# Types of Functions

Constant Function:
Let ‘A’ and ‘B’ be any two non–empty sets, then a function ‘$f$’ from ‘A’ to ‘B’ is called a constant function if and only if the range of ‘$f$’ is a singleton.

Algebraic Function:
A function defined by an algebraic expression is called an algebraic function.
e.g. $f\left( {\text{x}} \right) = {{\text{x}}^2} + 3{\text{x}} + 6$

Polynomial Function:
A function of the form ${\text{P}}\left( {\text{x}} \right) = {{\text{a}}_{\text{m}}}{{\text{x}}^{\text{n}}} + {{\text{a}}_{{\text{n}} – 1}}{{\text{x}}^{{\text{n}} – 1}} + \cdots + {{\text{a}}_1}{\text{x}} + {{\text{a}}_0}$
where ‘n’ is a positive integer and ${{\text{a}}_{\text{n}}},{{\text{a}}_{{\text{n}} – 1}}, \cdots ,{{\text{a}}_1},{{\text{a}}_0}$ are real numbers is called a polynomial function of degree ‘n’.

Linear Function:
A polynomial function with degree ‘$t$’ is called a linear function. The most general form of a linear function is
$f\left( {\text{x}} \right) = {\text{ax}} + {\text{b}}$

A polynomial function with degree ‘2’ is called a quadratic function.
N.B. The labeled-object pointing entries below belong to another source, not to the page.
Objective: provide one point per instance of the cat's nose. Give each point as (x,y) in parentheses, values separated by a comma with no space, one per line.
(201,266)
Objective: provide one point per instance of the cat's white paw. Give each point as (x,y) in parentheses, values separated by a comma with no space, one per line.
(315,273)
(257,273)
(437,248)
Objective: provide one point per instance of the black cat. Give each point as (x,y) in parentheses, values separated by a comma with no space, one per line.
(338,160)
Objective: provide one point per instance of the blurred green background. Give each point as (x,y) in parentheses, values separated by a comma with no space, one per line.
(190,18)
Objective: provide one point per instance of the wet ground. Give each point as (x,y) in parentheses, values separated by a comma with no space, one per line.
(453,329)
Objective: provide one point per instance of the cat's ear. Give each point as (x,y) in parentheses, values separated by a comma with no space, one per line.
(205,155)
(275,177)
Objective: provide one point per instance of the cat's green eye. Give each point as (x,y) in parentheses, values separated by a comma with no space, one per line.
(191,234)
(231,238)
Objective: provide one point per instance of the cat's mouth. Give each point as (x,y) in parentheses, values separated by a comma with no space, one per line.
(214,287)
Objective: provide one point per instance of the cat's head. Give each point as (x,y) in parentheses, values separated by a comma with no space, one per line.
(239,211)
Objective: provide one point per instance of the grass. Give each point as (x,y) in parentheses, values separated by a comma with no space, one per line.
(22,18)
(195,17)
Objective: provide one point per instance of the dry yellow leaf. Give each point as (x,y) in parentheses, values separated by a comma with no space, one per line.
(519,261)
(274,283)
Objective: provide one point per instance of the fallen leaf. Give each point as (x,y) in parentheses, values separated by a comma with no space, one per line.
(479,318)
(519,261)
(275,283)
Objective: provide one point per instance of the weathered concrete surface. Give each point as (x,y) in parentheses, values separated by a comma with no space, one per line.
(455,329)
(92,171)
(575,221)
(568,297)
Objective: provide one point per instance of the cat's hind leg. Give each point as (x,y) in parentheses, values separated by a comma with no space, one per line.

The most general form of a quadratic equation is $f\left( {\text{x}} \right) = {\text{a}}{{\text{x}}^2} + {\text{bx}} + {\text{c}}$

Cubic Function:
A polynomial function with degree ‘3’ is called a cubic function. The most general form of a cubic function is $f\left( {\text{x}} \right) = {\text{a}}{{\text{x}}^3} + {\text{b}}{{\text{x}}^2} + {\text{cx}} + {\text{d}}$

Identity Function:
Let $f:{\text{A}} \to {\text{B}}$ be a function then ‘$f$’ is called an identity function if $f\left( {\text{x}} \right) = {\text{x,}}\;\forall \;{\text{x}} \in {\text{A}}$.

Rational Function:
A function $R\left( {\text{x}} \right)$ defined by $R\left( {\text{x}} \right) = \frac{{{\text{P}}\left( {\text{x}} \right)}}{{{\text{Q}}\left( {\text{x}} \right)}}$, where both ${\text{P}}\left( {\text{x}} \right)$and${\text{Q}}\left( {\text{x}} \right)$ are polynomial functions is called a rational function.

Trigonometric Function:
A function $f\left( {\text{x}} \right) = \sin {\text{x}}$, $f\left( {\text{x}} \right) = \cos {\text{x}}$ etc., then $f\left( {\text{x}} \right)$ is called a trigonometric function.

Exponential Function:
A function in which the variable appears as an exponent (power) is called an exponential function
e.g. (i) $f\left( {\text{x}} \right) = {{\text{a}}^{\text{x}}}$ (ii) $f\left( {\text{x}} \right) = {3^{\text{x}}}$.

Logarithmic Function:
A function in which the variable appears as an argument of a logarithm is called a logarithmic function.
e.g. $f\left( {\text{x}} \right) = {\log _{\text{a}}}\left( {\text{x}} \right)$.